On the claimants’ appeal—

Held, Appeal allowed. There was no reason to doubt that it was only in rare and compelling cases that it would be in the interests of justice to grant a stay on case management grounds in order to await the outcome of proceedings abroad. After all, the usual function of a court was to decide cases and not to decline to do so, and access to justice was a fundamental principle under both the common law and article 6 of the European Convention. The court would therefore need a powerful reason to depart from its usual course and such cases would by their nature be exceptional. All of the guidance in the cases was valuable and instructive, but the single test remained whether in the particular circumstances it was in the interests of justice for a case management stay to be granted. There was not a separate test in “parallel proceedings” cases. Rather, considerations such as the existence of an exclusive English jurisdiction clause and the danger of circumventing a statutory scheme for the allocation of jurisdiction (such as Council Regulation (EC) No 44/2001 “the Judgments Regulation”) would be weighty and often decisive factors pointing to where the interests of justice lay ( paras 48–58, 59, 81, 82, 83).

Reichold Norway ASA v Goldman Sachs International [1999] 1 All ER (Comm) 40 and [2000] 1 WLR 173, CA considered.

The English courts had always been cautious about granting negative declarations (ie declarations that the claimant was not under any liability) because of concern about possible abuse and the need to ensure that such declarations served a useful purpose. When they did serve such a purpose, however, there was no reason why they should not be granted. Thus the court had jurisdiction to grant a negative declaration, adopting as a matter of discretion a pragmatic approach to the question of utility. The critical question in the appeal was whether the judge’s conclusion that the Secretariat had adopted a position of neutrality was tenable. On the facts the judge’s conclusion was mistaken. The Secretariat was not neutral.
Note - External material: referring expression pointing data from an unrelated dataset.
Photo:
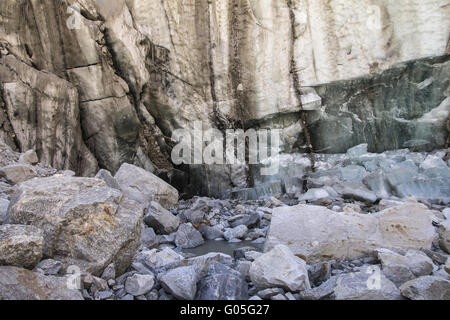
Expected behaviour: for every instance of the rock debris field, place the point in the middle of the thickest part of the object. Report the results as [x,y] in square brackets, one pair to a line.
[365,226]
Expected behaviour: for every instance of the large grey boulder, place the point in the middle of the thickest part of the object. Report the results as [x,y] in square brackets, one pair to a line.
[188,237]
[280,268]
[20,246]
[3,210]
[181,282]
[84,222]
[21,284]
[403,268]
[318,234]
[16,173]
[160,219]
[143,186]
[138,285]
[427,288]
[367,284]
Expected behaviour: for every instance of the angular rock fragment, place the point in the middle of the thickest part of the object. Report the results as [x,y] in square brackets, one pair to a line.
[368,284]
[16,173]
[160,219]
[188,237]
[280,268]
[181,282]
[427,288]
[84,222]
[21,284]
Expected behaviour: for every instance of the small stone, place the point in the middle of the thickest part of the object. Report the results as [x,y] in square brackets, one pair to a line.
[50,267]
[109,273]
[149,238]
[427,288]
[138,285]
[3,210]
[357,151]
[157,259]
[103,295]
[106,176]
[181,282]
[20,246]
[188,237]
[160,219]
[211,233]
[279,297]
[444,234]
[280,268]
[367,284]
[17,173]
[250,221]
[447,266]
[29,157]
[314,195]
[267,294]
[235,233]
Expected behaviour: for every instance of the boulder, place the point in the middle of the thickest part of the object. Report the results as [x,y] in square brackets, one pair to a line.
[3,210]
[143,186]
[16,173]
[188,237]
[235,233]
[357,151]
[322,292]
[181,282]
[211,233]
[20,246]
[138,285]
[377,183]
[157,259]
[84,222]
[29,157]
[222,283]
[444,235]
[353,173]
[149,238]
[202,263]
[160,219]
[106,176]
[250,221]
[21,284]
[447,266]
[427,288]
[280,268]
[356,191]
[314,194]
[367,284]
[403,268]
[318,234]
[50,267]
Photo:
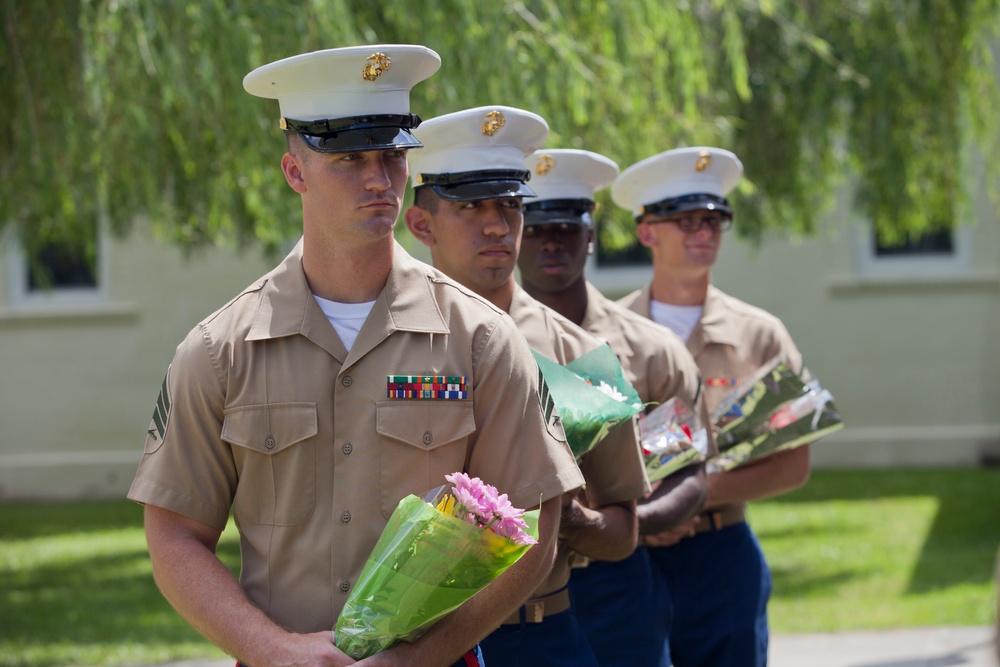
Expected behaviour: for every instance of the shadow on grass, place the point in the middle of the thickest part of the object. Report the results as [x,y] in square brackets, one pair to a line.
[93,598]
[961,545]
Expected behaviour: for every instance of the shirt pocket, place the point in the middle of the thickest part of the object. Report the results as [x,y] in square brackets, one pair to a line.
[274,448]
[419,443]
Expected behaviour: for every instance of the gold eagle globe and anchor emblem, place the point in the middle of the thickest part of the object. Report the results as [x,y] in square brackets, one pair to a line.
[376,66]
[494,121]
[544,164]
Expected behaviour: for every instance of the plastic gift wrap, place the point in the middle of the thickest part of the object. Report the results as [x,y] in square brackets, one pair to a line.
[672,438]
[434,554]
[772,410]
[591,396]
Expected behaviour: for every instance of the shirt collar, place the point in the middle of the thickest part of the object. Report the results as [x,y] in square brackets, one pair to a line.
[406,303]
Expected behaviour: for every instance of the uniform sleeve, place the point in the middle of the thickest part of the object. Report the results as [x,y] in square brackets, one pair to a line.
[614,469]
[519,446]
[186,467]
[782,344]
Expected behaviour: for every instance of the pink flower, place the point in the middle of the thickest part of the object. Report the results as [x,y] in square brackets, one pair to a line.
[482,505]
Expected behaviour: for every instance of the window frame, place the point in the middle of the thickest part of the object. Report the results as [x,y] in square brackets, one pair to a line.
[21,296]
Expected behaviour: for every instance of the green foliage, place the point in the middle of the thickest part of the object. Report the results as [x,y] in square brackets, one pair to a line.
[126,110]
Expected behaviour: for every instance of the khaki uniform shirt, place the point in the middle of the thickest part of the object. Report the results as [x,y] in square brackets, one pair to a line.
[613,469]
[731,340]
[264,412]
[653,357]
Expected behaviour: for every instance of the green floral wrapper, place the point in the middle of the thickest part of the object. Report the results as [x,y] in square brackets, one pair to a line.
[587,411]
[773,410]
[424,566]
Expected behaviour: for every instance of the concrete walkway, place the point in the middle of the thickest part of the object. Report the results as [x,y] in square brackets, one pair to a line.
[926,647]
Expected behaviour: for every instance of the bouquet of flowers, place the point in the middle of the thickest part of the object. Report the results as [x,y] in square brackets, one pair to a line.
[591,395]
[671,439]
[434,554]
[773,410]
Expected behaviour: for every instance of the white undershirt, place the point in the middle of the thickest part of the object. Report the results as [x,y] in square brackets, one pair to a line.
[346,318]
[679,319]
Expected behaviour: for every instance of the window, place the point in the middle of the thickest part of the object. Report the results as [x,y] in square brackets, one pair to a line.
[60,273]
[936,254]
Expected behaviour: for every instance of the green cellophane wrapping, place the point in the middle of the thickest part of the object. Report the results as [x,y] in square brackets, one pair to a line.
[587,413]
[755,420]
[424,566]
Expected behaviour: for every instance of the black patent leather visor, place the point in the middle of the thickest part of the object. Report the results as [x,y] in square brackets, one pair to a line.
[693,202]
[360,133]
[554,211]
[478,185]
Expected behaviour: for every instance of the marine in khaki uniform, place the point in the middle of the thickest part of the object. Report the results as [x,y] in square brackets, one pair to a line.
[717,578]
[619,604]
[470,180]
[282,406]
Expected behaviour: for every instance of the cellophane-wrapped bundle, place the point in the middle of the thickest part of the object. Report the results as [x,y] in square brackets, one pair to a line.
[671,439]
[772,410]
[434,554]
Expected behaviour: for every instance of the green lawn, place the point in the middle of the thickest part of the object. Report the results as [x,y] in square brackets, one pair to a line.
[883,549]
[853,549]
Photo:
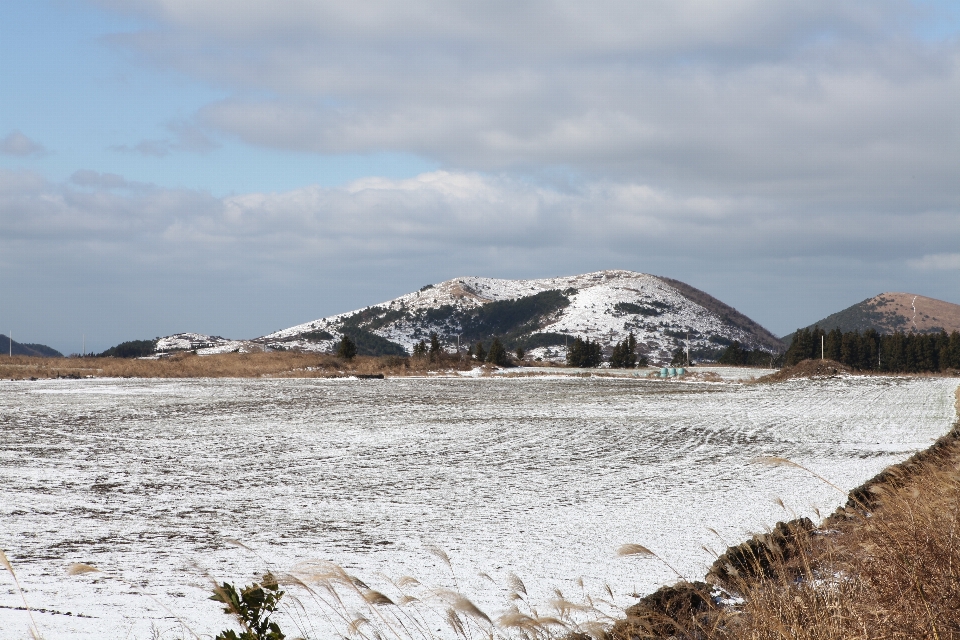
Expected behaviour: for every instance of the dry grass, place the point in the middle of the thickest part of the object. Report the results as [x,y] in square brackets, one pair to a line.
[277,364]
[886,566]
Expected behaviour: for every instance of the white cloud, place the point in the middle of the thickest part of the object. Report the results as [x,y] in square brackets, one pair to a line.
[937,262]
[819,102]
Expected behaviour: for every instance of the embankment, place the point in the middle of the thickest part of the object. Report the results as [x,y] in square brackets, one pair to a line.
[885,565]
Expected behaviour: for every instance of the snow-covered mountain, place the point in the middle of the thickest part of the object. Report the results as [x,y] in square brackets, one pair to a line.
[540,315]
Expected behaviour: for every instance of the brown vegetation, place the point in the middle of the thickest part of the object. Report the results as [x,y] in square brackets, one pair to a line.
[277,364]
[887,565]
[808,369]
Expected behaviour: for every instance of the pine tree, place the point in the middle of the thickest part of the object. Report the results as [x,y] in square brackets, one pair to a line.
[624,354]
[347,349]
[584,353]
[420,349]
[497,354]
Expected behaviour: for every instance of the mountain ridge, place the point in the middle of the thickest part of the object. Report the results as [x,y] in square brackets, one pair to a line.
[541,315]
[894,311]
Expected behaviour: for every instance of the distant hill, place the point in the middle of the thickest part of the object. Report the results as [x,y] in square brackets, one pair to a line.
[27,349]
[890,312]
[541,316]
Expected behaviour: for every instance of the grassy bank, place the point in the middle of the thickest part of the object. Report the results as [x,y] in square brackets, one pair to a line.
[887,565]
[276,364]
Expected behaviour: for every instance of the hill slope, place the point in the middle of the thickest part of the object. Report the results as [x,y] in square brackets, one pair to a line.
[26,349]
[890,312]
[540,315]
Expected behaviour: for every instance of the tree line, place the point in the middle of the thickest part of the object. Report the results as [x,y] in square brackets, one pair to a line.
[870,351]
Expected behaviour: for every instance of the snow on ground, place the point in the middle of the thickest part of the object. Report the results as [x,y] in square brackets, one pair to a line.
[591,314]
[150,479]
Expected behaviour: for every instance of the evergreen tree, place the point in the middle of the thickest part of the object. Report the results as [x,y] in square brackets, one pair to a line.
[584,353]
[833,345]
[497,354]
[624,354]
[420,349]
[435,350]
[347,348]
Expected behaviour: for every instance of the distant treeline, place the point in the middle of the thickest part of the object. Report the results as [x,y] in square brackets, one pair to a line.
[735,354]
[870,351]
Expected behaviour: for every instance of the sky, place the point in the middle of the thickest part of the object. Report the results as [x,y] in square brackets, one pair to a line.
[237,167]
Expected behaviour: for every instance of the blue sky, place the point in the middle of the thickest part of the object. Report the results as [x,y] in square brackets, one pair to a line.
[233,169]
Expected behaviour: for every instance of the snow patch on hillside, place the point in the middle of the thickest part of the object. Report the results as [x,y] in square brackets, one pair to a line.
[659,315]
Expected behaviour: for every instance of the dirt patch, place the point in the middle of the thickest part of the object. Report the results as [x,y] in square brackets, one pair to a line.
[809,369]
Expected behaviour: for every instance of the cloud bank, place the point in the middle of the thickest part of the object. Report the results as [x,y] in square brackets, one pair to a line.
[791,158]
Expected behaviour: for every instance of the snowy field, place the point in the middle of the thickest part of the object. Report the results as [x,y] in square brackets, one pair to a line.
[148,480]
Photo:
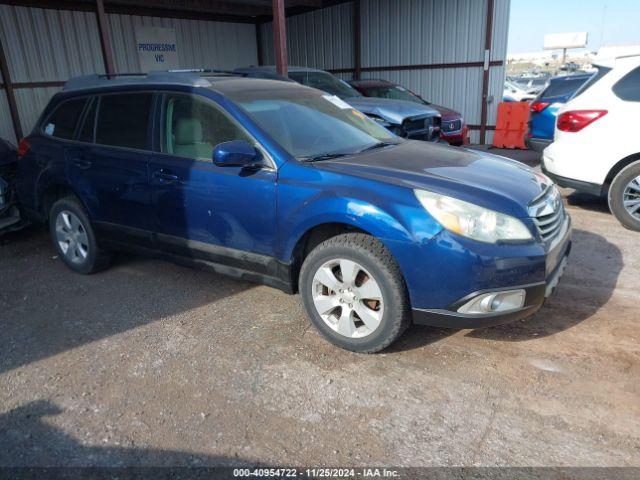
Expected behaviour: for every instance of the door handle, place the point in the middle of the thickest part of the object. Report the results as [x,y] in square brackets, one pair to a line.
[165,177]
[82,163]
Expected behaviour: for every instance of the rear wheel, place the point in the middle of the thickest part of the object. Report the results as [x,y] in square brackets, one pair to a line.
[74,239]
[354,293]
[624,196]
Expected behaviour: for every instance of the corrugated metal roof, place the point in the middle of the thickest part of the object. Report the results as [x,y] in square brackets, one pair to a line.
[54,45]
[201,44]
[6,128]
[48,45]
[321,39]
[409,32]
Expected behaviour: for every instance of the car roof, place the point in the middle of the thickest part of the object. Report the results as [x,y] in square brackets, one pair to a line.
[371,83]
[576,76]
[272,68]
[216,80]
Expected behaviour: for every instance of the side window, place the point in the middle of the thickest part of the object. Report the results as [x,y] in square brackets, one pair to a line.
[62,122]
[87,131]
[628,87]
[193,127]
[123,120]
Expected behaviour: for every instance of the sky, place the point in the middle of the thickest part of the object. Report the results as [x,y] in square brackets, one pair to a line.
[607,22]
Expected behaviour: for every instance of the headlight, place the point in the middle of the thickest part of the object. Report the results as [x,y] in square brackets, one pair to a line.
[472,221]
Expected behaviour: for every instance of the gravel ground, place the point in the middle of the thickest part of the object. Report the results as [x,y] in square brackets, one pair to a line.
[154,364]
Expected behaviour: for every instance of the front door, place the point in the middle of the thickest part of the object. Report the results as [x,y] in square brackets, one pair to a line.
[224,215]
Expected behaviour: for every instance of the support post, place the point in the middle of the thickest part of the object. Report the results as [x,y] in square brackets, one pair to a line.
[485,75]
[105,38]
[280,37]
[259,43]
[357,42]
[11,98]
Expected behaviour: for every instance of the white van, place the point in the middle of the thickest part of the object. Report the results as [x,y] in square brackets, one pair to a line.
[596,145]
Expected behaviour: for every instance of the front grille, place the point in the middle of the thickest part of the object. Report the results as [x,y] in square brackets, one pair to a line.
[548,213]
[451,125]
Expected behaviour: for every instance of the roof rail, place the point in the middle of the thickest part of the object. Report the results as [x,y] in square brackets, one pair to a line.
[193,78]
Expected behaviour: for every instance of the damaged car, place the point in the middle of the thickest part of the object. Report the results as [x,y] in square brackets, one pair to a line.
[9,213]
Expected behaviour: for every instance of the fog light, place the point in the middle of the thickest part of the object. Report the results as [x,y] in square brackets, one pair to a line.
[495,302]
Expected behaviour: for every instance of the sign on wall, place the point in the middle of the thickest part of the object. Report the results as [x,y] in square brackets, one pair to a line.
[557,41]
[157,48]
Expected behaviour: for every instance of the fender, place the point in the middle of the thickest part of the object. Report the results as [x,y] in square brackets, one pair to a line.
[389,227]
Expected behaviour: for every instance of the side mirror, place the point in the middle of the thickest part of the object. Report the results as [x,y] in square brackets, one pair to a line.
[237,153]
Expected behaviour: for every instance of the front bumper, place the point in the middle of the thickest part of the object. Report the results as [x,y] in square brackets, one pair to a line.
[536,294]
[537,144]
[578,185]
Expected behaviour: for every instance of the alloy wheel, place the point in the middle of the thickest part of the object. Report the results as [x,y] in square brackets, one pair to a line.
[347,298]
[72,237]
[631,197]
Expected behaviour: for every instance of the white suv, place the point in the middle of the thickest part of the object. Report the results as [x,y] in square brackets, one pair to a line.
[596,149]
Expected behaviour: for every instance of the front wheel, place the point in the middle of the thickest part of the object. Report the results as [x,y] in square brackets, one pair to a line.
[624,196]
[354,293]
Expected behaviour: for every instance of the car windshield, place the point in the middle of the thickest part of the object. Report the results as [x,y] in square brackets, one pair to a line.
[394,92]
[310,125]
[326,82]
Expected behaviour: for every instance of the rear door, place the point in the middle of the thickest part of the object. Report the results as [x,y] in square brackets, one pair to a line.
[215,213]
[108,165]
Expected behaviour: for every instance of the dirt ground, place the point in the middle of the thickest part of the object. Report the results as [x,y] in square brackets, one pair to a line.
[150,363]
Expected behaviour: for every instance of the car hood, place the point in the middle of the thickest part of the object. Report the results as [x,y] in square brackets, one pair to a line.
[393,111]
[477,177]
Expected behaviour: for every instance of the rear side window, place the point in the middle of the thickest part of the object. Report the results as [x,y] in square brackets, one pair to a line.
[561,88]
[602,71]
[87,131]
[123,120]
[64,119]
[628,87]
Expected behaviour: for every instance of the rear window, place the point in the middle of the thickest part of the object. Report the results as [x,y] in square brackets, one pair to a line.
[62,122]
[123,120]
[628,87]
[564,87]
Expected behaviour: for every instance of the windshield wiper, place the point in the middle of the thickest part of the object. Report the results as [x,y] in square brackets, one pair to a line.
[325,156]
[375,146]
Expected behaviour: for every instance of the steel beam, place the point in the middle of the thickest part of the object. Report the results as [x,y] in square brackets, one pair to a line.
[105,39]
[11,98]
[280,37]
[485,74]
[357,40]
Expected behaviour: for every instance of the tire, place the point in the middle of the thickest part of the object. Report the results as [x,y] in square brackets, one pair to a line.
[626,186]
[70,225]
[338,313]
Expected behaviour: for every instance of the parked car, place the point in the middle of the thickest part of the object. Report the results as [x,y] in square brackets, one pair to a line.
[532,85]
[590,152]
[9,212]
[403,118]
[274,182]
[544,108]
[513,93]
[452,128]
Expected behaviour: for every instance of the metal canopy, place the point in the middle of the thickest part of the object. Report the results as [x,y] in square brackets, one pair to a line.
[249,11]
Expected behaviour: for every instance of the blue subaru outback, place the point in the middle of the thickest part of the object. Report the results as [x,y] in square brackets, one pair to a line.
[289,186]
It followed that the basis on which the judge concluded that, at present, the grant of declarations would serve no useful purpose and therefore exercised his discretion to grant a case management stay was fundamentally flawed. Indeed the circumstances in which he envisaged that the declarations might serve a useful purpose and that the stay might be lifted, that was to say if the Secretariat adopted a partisan position in the criminal proceedings in the Vatican, already existed. The English proceedings in which the claimants sought to vindicate their position should be allowed to continue ( paras 60–63, 74, 77, 80, 81, 82, 83).

Messier-Dowty Ltd v Sabena SA [2000] 1 WLR 2040, CA and BNP Paribas SA v Trattamento Rifiuti Metropolitani SpA [2020] EWHC 2436 (Comm) considered.

Decision of Simon Salzedo QC sitting as a High Court judge [2021] EWHC 3166 (Comm); [2022]1 WLR 1389 reversed.

Charles Samek QC and Tetyana Nesterchuk (instructed by Withers LLP) for the claimants.

Charles Hollander QC, Samar Abbas Kazmi and James Bradford (instructed by Hill Dickinson LLP ) for the defendant.